Die deutsche Anwaltschaft stößt bei der Geldwäscheprävention an Grenzen. Dabei geht es nicht zuletzt um die Verschwiegenheitspflicht. Eine Überprüfung von Geldwäschestandards brachte Ernüchterung. Jacob Wende kennt die Details.
Im Frühjahr 2022 kam es zu einem Aufschrei. Mehrere Banken haben gegenüber Kanzleien Kündigungen der Sammelanderkonten ausgesprochen. Hintergrund waren Änderungen der BaFin zu den Vorgaben zum Geldwäschegesetz. Während Banken die Sammelanderkonten von Kanzleien bis 2021 grundsätzlich mit einem niedrigen Risiko bewerten konnten, sollte dies nach einer Neuauflage der von der BaFin herausgegebenen Auslegungshinweisen zum Geldwäschegesetz nicht mehr möglich sein.
Die Konto-Kündigungen wurden von der Anwaltschaft scharf kritisiert und als grundsätzlicher Misstrauensbeweis gegenüber dem Berufsstand empfunden. Jetzt fallen Anwaltskanzleien wieder auf. Im Rahmen der FATF-Deutschlandprüfung wurde der deutschen Anwaltschaft für das Feld der Geldwäscheprävention kein gutes Zeugnis ausgestellt. Die Frage erscheint aktueller denn je, welche Herausforderungen für Rechtsanwältinnen und Rechtsanwälte mit dem Geldwäschegesetz verbunden sind.

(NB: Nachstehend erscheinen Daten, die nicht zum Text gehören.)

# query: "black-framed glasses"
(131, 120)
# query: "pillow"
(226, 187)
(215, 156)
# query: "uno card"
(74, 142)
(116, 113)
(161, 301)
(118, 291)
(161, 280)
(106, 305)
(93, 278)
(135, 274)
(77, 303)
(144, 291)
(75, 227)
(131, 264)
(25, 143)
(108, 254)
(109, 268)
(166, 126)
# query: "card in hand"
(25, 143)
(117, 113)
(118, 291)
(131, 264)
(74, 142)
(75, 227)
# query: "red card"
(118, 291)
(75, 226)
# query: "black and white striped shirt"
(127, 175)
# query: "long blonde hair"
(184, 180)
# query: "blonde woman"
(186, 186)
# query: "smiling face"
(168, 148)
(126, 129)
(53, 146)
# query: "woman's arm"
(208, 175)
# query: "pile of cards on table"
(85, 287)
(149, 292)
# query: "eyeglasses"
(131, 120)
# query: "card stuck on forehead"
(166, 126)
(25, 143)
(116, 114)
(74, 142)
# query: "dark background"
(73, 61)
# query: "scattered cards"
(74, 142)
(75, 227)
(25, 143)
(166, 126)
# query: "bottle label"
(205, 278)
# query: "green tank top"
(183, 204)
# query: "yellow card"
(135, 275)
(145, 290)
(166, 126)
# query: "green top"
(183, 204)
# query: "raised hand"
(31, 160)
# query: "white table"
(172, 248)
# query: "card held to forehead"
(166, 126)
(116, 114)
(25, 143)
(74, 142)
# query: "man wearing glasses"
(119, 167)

Kanzleien als "Gatekeeper" von Kriminellen
In Finanzskandalen wie den "Panama Papers", "Pandora Papers" und "Paradise Papers" haben Anwaltskanzleien regelmäßig eine zentrale Rolle gespielt. Es waren auch bekannte und internationale Kanzleien daran beteiligt, Unternehmenskonstrukte aufzusetzen, mit denen verschleiert werden konnte, wer als sogenannter "wirtschaftlich Berechtigter" tatsächlich hinter einem Geschäft steht. Auf diese Weise konnten hohe Geldsummen und Vermögenswerte in Offshore-Jurisdiktionen versteckt werden. Dabei haben die Kanzleien in ihrer Beratung nicht zwingend gegen gesetzliche Vorschriften verstoßen. Vielmehr wurden oft Lücken in nationalen und internationalen Regelungswerken ausgenutzt, die entweder sehr reichen Personen oder gar Kriminellen geholfen haben.

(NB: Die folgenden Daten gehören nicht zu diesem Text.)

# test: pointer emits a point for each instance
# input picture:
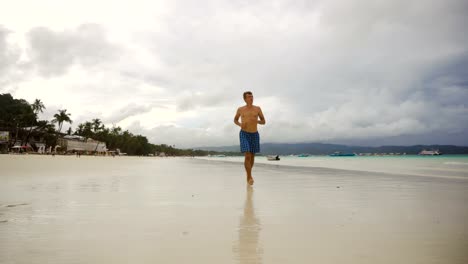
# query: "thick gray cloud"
(334, 71)
(54, 52)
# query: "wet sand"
(181, 210)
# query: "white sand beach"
(65, 209)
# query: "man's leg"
(248, 166)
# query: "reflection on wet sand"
(248, 248)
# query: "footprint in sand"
(14, 205)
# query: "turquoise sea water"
(449, 166)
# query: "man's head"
(248, 97)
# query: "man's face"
(248, 99)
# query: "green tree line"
(20, 118)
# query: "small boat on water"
(273, 157)
(341, 154)
(430, 152)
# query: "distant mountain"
(321, 148)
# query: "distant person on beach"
(250, 115)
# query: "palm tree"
(37, 107)
(97, 125)
(60, 117)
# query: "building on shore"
(72, 143)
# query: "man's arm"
(262, 120)
(236, 118)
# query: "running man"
(250, 115)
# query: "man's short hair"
(247, 93)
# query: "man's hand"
(262, 120)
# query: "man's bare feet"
(250, 181)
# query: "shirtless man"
(250, 115)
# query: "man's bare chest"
(249, 114)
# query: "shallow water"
(449, 166)
(176, 210)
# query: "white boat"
(430, 152)
(273, 157)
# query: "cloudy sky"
(356, 72)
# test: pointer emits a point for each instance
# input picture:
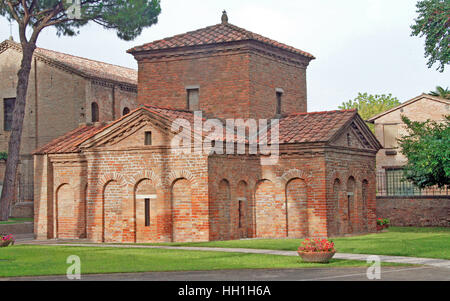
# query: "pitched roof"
(83, 66)
(312, 127)
(220, 33)
(294, 128)
(70, 142)
(422, 96)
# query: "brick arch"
(293, 174)
(180, 174)
(143, 232)
(269, 223)
(147, 174)
(181, 202)
(296, 208)
(106, 178)
(64, 205)
(112, 201)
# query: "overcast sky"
(360, 45)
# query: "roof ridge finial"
(224, 17)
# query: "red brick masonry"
(104, 183)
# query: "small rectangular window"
(148, 138)
(147, 212)
(241, 209)
(390, 135)
(193, 99)
(279, 102)
(8, 109)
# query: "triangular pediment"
(357, 135)
(129, 132)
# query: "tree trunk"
(12, 162)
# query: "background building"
(399, 200)
(63, 92)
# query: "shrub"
(317, 245)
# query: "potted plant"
(6, 240)
(316, 250)
(382, 223)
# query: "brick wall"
(268, 74)
(234, 84)
(350, 172)
(63, 102)
(415, 211)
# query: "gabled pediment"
(356, 134)
(129, 132)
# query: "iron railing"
(392, 183)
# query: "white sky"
(360, 45)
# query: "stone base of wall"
(423, 211)
(23, 209)
(22, 228)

Aus der Sicht der internationalen Geldwäschebekämpfung stellen Kanzleien daher ein relevantes Risiko dar und müssen umfassende Anforderungen nach dem Geldwäschegesetz bei Mandantenkontakten erfüllen. Aufgrund der Vielfältigkeit von möglichen Geldwäschephänomenen treffen die Pflichten nicht nur international aufgestellte Kanzleien mit Kontakt zu Offshore-Jurisdiktionen. Die Organisierte Kriminalität ist breit aufgestellt und auch ein Immobilienerwerb oder die Gründung eines Unternehmens kann relevant sein, um ein komplexes kriminelles Netzwerk zu erkennen.

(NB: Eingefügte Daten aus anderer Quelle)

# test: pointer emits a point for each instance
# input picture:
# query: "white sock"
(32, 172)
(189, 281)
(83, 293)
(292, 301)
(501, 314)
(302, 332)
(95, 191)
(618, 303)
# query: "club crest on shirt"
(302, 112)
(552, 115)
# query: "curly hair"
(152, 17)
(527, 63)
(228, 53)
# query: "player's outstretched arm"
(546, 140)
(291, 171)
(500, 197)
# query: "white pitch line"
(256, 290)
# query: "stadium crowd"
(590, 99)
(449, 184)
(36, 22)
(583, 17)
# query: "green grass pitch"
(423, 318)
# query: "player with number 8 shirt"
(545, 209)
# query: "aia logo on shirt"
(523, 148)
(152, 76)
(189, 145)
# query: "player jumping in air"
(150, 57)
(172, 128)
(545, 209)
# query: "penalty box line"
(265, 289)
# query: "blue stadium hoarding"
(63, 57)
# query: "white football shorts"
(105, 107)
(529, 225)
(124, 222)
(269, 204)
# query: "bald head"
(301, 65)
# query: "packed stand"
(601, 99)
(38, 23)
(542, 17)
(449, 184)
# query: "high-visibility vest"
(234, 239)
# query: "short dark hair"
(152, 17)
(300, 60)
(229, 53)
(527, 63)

FATF-Bericht: Deutschland wurde auf internationale Geldwäschestandards geprüft
Dass es den Kanzleien in Deutschland noch an einer ausreichenden Sensibilität bei der Umsetzung des Geldwäschegesetzes fehlt, wird nun auch von der Financial Action Task Force on Money Laundering (FATF) deutlich gemacht. Die FATF evaluierte über Monate hinweg wie sich der Finanzsektor, der Immobiliensektor, die rechtsberatenden Berufe sowie staatlichen Stellen in Deutschland bei der Geldwäscheprävention und -bekämpfung schlagen.
Ende August wurde der mit großer Spannung erwartete Prüfungsbericht der FATF veröffentlicht: Das Ergebnis der FATF ist insgesamt durchwachsen. Bemerkenswert ist, dass Anwälte schlechter abschneiden als Banken. Nach dem Prüfungsbericht bestehe bei den Rechtsberatern ein "mangelndes Bewusstsein, Missverständnisse bezüglich der Meldeschwelle, unzureichende Umsetzung von Präventivmaßnahmen und Verwirrung bezüglich der beruflichen Geheimhaltungspflichten".
Die Bedeutung des Prüfungsberichtes der FATF ist nicht zu unterschätzen. Denn auch wenn es sich bei den internationalen Vorgaben der FATF lediglich um "soft law" handelt, verfügt die FATF über einen sehr effektiven Durchsetzungsmechanismus. Sollte ein Land bei einer Prüfung (besonders) schlecht abschneiden und nichts dagegen unternehmen, ruft die FATF alle anderen Länder der Welt zur Vorsicht im Geschäftsverkehr mit diesem Land auf. Ein Negativzeugnis kann damit einen erheblichen Einfluss auf den internationalen Handelsverkehr haben.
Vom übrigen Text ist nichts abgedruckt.